Link Biscuits: 4 August 2009

  • Robert Frank, Nickel and Dimed: Books About Wal-Mart: "It is no accident, [Bethany Moreton] argues, that Wal-Mart emerged in the Ozarks, a stronghold of fundamentalist Christianity that was one of the last regions of the American economy to shift from farming to other pursuits. Many farm women actually preferred the part-time jobs with flexible hours that Wal-Mart offered, even though such jobs were exempt from many regulations. Many of these women, after all, were still trying to help their husbands eke out a living on their farms, and flexible work made it easier for them to care for their children. Economists have long recognized the attractions of flexible working arrangements to some segments of the labor force. But Moreton also offers more novel observations about the lure of Wal-Mart. She explains, for example, how the company invoked the fundamentalist Christian teachings embraced by many of its employees to fashion a working environment that induced them to work contentedly for low wages and paltry benefits."
  • Torben Andersen and others, The Nordic Model: Embracing Globalization and Sharing Risks: "The Nordic model is widely regarded as a benchmark.

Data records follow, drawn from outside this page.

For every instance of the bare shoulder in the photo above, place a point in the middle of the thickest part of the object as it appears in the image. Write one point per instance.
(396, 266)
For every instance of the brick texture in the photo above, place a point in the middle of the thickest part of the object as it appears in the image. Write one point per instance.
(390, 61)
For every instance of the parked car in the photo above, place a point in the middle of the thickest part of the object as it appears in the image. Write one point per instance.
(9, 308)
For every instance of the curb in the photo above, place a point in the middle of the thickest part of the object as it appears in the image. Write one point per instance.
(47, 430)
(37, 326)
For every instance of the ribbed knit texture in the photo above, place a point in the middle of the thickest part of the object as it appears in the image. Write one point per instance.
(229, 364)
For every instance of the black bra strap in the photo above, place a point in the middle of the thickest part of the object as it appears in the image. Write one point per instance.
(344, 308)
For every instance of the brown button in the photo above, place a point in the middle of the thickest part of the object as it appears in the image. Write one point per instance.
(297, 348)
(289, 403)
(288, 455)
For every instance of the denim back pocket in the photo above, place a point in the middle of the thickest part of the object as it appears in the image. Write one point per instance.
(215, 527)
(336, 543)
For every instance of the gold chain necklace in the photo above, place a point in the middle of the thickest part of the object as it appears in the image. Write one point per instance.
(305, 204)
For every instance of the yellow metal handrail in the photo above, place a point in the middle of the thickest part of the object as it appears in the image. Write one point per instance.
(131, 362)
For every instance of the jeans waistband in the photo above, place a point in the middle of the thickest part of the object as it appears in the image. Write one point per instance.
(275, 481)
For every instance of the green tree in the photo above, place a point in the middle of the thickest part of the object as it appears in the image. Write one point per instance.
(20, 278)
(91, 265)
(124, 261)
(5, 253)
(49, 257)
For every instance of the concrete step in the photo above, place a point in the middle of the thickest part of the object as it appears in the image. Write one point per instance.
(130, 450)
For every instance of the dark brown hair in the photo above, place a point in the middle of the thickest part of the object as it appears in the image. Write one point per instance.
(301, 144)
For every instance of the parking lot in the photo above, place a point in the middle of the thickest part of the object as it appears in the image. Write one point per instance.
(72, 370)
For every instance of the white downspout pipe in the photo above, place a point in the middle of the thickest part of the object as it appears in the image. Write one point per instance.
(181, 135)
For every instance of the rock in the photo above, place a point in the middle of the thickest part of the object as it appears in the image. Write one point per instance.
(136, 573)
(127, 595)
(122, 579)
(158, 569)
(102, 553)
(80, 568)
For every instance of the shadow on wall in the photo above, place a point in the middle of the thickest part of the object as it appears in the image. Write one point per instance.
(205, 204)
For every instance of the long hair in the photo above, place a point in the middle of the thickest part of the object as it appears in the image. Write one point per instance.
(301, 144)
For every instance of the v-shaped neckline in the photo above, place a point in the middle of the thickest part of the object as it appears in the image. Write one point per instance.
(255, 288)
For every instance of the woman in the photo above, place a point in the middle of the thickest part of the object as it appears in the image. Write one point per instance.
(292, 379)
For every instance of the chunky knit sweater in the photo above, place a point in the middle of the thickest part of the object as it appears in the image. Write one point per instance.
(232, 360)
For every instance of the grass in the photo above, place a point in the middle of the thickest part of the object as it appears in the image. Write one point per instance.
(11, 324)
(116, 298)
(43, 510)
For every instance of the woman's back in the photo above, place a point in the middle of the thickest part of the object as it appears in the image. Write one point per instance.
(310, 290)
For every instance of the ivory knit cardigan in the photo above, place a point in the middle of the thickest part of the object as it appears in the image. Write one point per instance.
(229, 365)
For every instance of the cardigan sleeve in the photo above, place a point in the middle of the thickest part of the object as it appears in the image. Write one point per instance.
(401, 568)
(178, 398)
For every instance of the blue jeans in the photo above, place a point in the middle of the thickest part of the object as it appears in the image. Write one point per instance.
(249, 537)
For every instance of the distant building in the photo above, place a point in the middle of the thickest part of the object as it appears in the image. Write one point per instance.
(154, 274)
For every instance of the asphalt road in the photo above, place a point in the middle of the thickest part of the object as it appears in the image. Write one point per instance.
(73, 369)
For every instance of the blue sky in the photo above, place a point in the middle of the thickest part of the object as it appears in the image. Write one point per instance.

A number of comparative studies of economic and social performance have ranked the Nordics high. A common finding of cross-country comparisons is that the Nordics succeed better than other countries in combining economic efficiency and growth with a peaceful labour market, a fair distribution of income and social cohesion. The model is pointed to as a source of inspiration for other people in their search for a better social and economic system. ... The Nordics have been embracing both globalization and the welfare state, and we argue that the security offered by collective mechanisms for sharing risks has been instrumental in enhancing a favourable attitude to globalization and competition. This key characteristic of the model must be preserved – in order to maintain an economic and social climate which is conducive to future welfare and growth. Collective risk sharing should continue to offer a safety net which helps workers and their families to cope with risks and to adapt to new requirements in times of change."
  • NY Times, Oysters Are on the Rebound in the Chesapeake Bay: "After decades of overharvesting of oysters in the Chesapeake Bay and many fruitless efforts to replenish them, scientists have re-established a significant population of the shellfish along the Virginia shore. Researchers from the Virginia Institute of Marine Science at the College of William & Mary say that large experimental reefs created five years ago are now home to more than 180 million native oysters. That is still a far cry from the late 1880s, when the bay held billions of the oysters, Crassostrea virginica, and watermen harvested about 25 million bushels annually. But more larvae have been settling on the new reefs every year, the researchers said."
  • Jonathan Cohn, The Guns of August: "... groups on the left are better organized--far better organized--than they were last time around, when President Bill Clinton tried to pass reform and found himself fighting that battle almost alone. Labor unions and groups like Health Care for America Now have both money and a plan for getting out their own message. The old Obama campaign machine, now called Organizing for America, is also kicking into gear. This will be its first (and, if unsuccessful, perhaps its last) test as an apparatus that can pass legislation as well as elect a president. What’s not clear is whether these organizations will send the right message. Right now, the energy on the left is all about securing support for a public insurance option. I’m a strong supporter of a public option, but, as I’ve written before, it’s not the sine que non of reform that many of my fellow liberals think it is. If the left makes August all about the public option, I fear they will lose the fight over everything else. I don't pretend to be 100 percent certain about that judgment; I know a lot more about policy than strategy. (That's why I will spend most of my time for the next few weeks focusing on the former.) But I also know I'm not the only one on the left who worries about this--or who worries that, more generally, the left just isn't up for this fight, whether because they're ambivalent about the measures moving through Congress or just ambivalent period. As one liberal operative in Washington asked me recently, "Do they understand what is at stake? ... Do they get that recess isn't about improving the Senate Finance bill but about getting a bill at all?""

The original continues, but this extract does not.